LLM Router Pipeline for Open WebUI
An intelligent prompt classification and routing pipeline for Open WebUI. Classifies user prompts using AI (qwen2.5:7b) and routes them to specialized Ollama models, with integrated Brave web search, image generation via Stable Diffusion, and full Finnish/English bilingual support.
Features
- AI-powered prompt classification with keyword-based fallback
- Model routing — coding, diagram, reasoning, vision, image generation, and general categories
- Brave web search with full page content fetching (top 3 results scraped)
- Heuristic search overrides — safety net that forces search for time-sensitive or factual questions
- Image generation via AUTOMATIC1111/Forge (Stable Diffusion XL) with LLM-refined prompts
- VRAM management — automatically juggles GPU memory between Ollama and Stable Diffusion
- Bilingual — detects Finnish and forces responses in the correct language
- Thinking/reasoning display — streams model thinking tokens in collapsible blocks
- Real-time search status — shows which URLs are being fetched as search runs
Model Routing
| Category | Model (120B) | Model (20B) | Trigger |
|---|---|---|---|
| coding | qwen2.5-coder:14b | qwen2.5-coder:14b | User asks to write/fix/debug code |
| diagram | qwen2.5-coder:14b | qwen2.5-coder:14b | Mermaid, flowchart, UML requests |
| reasoning (FI) | gpt-oss:120b | gpt-oss:20b | Analysis, comparison, strategy (Finnish) |
| reasoning (EN) | gpt-oss:120b | gpt-oss:20b | Analysis, comparison, strategy (English) |
| image generation | gpt-oss:120b + SDXL | gpt-oss:20b + SDXL | "generate an image", "luo kuva" |
| vision | llama3.2-vision:11b | llama3.2-vision:11b | User uploads an image |
| general | gpt-oss:120b | gpt-oss:20b | Everything else |
Two pipeline variants are provided:
llm_router_v3.py— uses gpt-oss:120b (higher quality, more VRAM/RAM)llm_router-20b.py— uses gpt-oss:20b (lighter, better for constrained hardware)
Prerequisites
- Ubuntu 22.04 LTS (tested)
- NVIDIA GPU with 16GB+ VRAM (tested on RTX 2000 Ada)
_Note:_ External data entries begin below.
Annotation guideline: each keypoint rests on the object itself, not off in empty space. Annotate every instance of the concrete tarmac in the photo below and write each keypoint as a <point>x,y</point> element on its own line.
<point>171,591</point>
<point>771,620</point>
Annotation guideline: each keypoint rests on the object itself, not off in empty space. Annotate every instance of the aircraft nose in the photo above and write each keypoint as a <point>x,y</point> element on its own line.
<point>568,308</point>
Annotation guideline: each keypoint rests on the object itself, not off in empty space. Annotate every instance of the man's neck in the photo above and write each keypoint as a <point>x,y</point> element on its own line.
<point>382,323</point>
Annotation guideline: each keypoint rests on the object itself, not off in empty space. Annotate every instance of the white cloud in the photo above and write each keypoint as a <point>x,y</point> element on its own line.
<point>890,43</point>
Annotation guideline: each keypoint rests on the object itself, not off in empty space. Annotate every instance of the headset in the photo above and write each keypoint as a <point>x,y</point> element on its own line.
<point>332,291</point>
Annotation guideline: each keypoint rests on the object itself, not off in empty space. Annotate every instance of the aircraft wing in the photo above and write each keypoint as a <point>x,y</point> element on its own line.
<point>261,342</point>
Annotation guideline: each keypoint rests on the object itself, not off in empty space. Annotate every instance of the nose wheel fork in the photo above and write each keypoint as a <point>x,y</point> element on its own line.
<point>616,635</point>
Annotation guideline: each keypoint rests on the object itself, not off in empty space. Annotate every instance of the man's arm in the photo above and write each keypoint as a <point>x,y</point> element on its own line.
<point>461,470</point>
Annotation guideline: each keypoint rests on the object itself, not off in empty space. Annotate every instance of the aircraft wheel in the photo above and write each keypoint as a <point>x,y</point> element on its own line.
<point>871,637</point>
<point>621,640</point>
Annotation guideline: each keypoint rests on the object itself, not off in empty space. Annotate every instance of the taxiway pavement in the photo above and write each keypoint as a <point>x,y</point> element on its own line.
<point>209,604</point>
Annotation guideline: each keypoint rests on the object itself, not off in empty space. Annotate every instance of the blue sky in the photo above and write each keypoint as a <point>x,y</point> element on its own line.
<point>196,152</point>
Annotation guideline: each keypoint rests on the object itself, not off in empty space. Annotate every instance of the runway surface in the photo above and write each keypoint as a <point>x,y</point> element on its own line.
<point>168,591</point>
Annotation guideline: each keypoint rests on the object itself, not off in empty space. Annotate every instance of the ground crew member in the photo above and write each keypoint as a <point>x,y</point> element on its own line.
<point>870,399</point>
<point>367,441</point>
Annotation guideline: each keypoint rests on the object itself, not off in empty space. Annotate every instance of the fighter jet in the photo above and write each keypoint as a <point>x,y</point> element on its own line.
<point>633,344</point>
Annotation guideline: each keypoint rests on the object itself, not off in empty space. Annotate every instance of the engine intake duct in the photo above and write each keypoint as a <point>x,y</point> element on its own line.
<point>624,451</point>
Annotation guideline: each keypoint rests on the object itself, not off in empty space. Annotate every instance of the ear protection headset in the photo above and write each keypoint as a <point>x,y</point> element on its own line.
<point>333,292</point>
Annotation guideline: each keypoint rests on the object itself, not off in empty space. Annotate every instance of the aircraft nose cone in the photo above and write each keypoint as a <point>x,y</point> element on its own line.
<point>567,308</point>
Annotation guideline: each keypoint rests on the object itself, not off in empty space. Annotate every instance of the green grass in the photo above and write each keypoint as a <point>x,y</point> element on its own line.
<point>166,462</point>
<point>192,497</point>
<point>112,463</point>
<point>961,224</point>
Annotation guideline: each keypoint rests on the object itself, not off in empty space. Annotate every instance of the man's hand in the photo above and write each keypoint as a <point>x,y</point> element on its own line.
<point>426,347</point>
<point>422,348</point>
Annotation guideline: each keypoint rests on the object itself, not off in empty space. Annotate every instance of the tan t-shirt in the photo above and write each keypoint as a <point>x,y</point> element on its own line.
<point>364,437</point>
- Open WebUI running in Docker with pipelines enabled
- Ollama installed natively with models pulled:
ollama pull qwen2.5:7b ollama pull qwen2.5-coder:14b ollama pull gpt-oss:120b # or gpt-oss:20b for the lighter variant ollama pull llama3.2-vision:11b - Brave Search API key (free tier: https://brave.com/search/api/)
Setup
1. Deploy the Pipeline
Copy your chosen pipeline file to the Open WebUI pipelines directory:
cp llm_router_v3.py ~/ai-stack/pipelines/
# or for the 20B variant:
cp llm_router-20b.py ~/ai-stack/pipelines/
Restart the pipelines container:
docker restart pipelines
2. Configure Valves in Open WebUI
Go to Admin Panel > Pipelines in Open WebUI and configure:
| Setting | Description | Default |
|---|---|---|
ollama_url |
Ollama API URL | http://ollama:11434 |
sd_url |
Stable Diffusion API URL | http://172.18.0.1:7860 |
brave_api_key |
Brave Search API key | (from env BRAVE_API_KEY) |
sd_width / sd_height |
Generated image dimensions | 1024 x 1024 |
sd_steps |
Sampling steps | 25 |
sd_cfg_scale |
CFG scale | 7.0 |
brave_max_results |
Number of search results | 6 |
use_ai_classifier |
Use AI vs keyword-only classification | true |
show_routing_info |
Show routing banner in responses | true |
search_context_max_chars |
Max search context size | 12000 |
3. Set Up Stable Diffusion (Image Generation)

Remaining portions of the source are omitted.